Every city has something to offer. But how do you convince tourists that your city is the best choice? Well, you reward their visit. Learn a few reasons why city marketing teams should invest in tourism programs.
When the Fort McMurray Chamber of Commerce began their program, the city was recovering from COVID-19. So, sustainable economic recovery was a priority. The city’s program invited residents to spend gift cards at local shops. This controlled area, called a closed-loop, boosts local spending and improves local morale.

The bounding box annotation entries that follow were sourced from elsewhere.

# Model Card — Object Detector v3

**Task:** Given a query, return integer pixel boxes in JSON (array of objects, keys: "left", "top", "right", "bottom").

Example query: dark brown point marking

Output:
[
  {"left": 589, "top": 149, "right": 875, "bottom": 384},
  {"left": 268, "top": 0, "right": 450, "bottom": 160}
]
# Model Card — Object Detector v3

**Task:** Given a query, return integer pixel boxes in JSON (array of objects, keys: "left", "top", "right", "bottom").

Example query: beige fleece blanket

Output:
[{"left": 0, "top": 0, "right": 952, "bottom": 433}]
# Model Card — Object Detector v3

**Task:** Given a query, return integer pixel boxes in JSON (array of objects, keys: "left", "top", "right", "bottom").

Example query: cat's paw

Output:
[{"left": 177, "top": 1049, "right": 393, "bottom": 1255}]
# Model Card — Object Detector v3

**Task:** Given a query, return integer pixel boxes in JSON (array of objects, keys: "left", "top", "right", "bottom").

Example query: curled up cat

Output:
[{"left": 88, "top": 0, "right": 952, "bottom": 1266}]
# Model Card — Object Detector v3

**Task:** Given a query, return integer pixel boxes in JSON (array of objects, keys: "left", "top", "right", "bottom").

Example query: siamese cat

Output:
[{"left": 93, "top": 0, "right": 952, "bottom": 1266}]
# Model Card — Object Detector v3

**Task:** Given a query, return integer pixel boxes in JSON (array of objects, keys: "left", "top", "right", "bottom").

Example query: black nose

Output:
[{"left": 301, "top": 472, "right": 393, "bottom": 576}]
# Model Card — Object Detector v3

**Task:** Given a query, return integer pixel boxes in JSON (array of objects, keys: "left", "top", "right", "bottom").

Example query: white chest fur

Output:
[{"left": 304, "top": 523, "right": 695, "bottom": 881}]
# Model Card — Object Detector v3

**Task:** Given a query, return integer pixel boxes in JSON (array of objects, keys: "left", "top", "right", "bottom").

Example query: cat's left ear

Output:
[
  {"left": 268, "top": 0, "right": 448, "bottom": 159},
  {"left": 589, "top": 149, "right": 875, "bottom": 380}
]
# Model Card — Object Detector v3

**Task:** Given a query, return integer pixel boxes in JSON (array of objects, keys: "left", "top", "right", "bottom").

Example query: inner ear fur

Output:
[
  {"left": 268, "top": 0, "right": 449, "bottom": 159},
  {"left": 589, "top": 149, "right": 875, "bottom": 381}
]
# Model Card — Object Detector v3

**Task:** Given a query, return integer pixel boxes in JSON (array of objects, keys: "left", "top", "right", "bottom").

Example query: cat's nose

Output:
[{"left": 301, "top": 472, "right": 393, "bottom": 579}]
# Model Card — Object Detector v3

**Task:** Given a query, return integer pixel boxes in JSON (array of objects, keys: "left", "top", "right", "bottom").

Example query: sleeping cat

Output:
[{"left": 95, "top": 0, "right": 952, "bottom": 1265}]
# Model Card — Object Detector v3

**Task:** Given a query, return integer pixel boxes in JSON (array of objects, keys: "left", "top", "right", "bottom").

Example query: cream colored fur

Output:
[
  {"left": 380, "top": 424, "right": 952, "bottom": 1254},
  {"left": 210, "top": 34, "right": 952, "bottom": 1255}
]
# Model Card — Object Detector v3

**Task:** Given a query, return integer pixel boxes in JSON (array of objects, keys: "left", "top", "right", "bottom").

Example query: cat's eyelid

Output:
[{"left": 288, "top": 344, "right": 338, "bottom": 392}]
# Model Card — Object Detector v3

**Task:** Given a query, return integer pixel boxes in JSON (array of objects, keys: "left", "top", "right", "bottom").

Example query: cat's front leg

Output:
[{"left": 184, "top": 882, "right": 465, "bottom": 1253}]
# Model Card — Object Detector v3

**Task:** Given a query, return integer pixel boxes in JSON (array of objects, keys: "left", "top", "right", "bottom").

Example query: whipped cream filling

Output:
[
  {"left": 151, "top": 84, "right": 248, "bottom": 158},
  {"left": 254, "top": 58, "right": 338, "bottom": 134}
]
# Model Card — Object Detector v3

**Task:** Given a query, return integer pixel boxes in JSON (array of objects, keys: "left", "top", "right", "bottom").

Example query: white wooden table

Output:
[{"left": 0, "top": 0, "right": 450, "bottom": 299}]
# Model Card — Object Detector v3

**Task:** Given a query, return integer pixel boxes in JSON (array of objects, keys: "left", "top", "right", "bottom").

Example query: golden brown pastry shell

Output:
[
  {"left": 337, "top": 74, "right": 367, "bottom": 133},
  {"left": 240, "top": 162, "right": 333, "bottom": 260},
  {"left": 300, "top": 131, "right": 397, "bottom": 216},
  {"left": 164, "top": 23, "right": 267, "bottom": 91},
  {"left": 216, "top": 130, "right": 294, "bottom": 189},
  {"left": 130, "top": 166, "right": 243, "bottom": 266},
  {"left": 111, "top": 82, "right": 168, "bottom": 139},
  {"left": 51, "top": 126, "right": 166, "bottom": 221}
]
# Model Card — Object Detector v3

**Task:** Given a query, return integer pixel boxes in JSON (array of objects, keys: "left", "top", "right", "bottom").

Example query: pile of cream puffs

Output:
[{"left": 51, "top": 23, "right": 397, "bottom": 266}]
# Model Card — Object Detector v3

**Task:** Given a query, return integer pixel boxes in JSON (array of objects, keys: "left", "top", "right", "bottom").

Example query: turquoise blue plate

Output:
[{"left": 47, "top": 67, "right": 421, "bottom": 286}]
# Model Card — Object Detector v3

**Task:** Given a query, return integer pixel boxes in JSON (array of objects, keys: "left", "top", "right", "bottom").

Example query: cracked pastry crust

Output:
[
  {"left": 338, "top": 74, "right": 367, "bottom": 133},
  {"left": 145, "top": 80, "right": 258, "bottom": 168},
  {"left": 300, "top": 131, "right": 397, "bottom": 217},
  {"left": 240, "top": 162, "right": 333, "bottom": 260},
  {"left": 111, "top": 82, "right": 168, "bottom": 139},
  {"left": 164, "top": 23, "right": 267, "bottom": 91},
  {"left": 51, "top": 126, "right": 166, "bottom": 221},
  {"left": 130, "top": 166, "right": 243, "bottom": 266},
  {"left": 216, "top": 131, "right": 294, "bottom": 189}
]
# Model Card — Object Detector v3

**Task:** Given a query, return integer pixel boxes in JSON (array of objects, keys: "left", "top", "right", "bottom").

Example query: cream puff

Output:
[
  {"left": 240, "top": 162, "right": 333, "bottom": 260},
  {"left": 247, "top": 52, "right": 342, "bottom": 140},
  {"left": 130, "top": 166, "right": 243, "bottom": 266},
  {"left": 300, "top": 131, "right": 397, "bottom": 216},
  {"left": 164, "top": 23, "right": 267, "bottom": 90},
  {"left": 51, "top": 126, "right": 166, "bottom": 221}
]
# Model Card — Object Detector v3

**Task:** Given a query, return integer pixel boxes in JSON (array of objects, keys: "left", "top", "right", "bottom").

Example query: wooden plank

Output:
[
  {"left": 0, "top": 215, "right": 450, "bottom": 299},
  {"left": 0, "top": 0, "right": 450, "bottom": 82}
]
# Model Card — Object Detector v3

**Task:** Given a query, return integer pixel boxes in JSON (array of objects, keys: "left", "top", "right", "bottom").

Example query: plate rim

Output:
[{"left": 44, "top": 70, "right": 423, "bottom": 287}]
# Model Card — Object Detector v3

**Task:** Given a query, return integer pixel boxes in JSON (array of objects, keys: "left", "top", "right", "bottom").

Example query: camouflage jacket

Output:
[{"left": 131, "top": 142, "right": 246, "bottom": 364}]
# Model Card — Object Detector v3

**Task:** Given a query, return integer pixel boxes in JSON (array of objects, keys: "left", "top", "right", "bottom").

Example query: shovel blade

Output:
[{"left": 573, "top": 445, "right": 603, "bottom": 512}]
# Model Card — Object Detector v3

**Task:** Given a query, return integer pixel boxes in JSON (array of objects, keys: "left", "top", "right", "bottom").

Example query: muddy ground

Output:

It is shown that small business owners struggled financially and physically during COVID-19. Yet, there is a strong argument that communities rely on small business to drive a sense of community. This means governments must prioritize local spending to maintain a sense of local identity. Rewards programs are a proven way to do this.
Everyone knows tourists have options. From cars to planes to boats, many places are within reach of Canadian consumers. So, your city needs to stand out. This is done by incentivizing tourists through a tourism rewards program. Your program may bridge stakeholders like hotels, shops and restaurants to offer exclusive deals. Further, you may offer a loaded prepaid Visa card based on certain criteria—like staying in participating hotels for two nights. This attracts tourists who could spend their money elsewhere.
A custom dashboard shows where card users are spending their funds. These records differ from other daily spending. This is because local governments can only estimate economic activity, as travellers commonly use personal bank cards. This activity, unlike with programmed prepaid cards, is untraceable for municipalities.
Now, governments will know how much of the funds are spent on small versus big business. Moreover, they will know which partners—like hotels and resorts—have success with the program. And all of this information is available in real-time.
These insights lead to smarter strategic decisions. This benefits local leaders, businesses, residents and visitors. It is difficult to form a successful plan without data. So, rewards programs meet municipal needs for data-driven policy. This saves time and money, which are then spent elsewhere.
For instance, perhaps London sees tourists spending most funds at music venues. Now, organizers may consider larger spending on the summer’s Sun Fest music festival. Decisions like these support smart budgets and improve the city’s quality of life.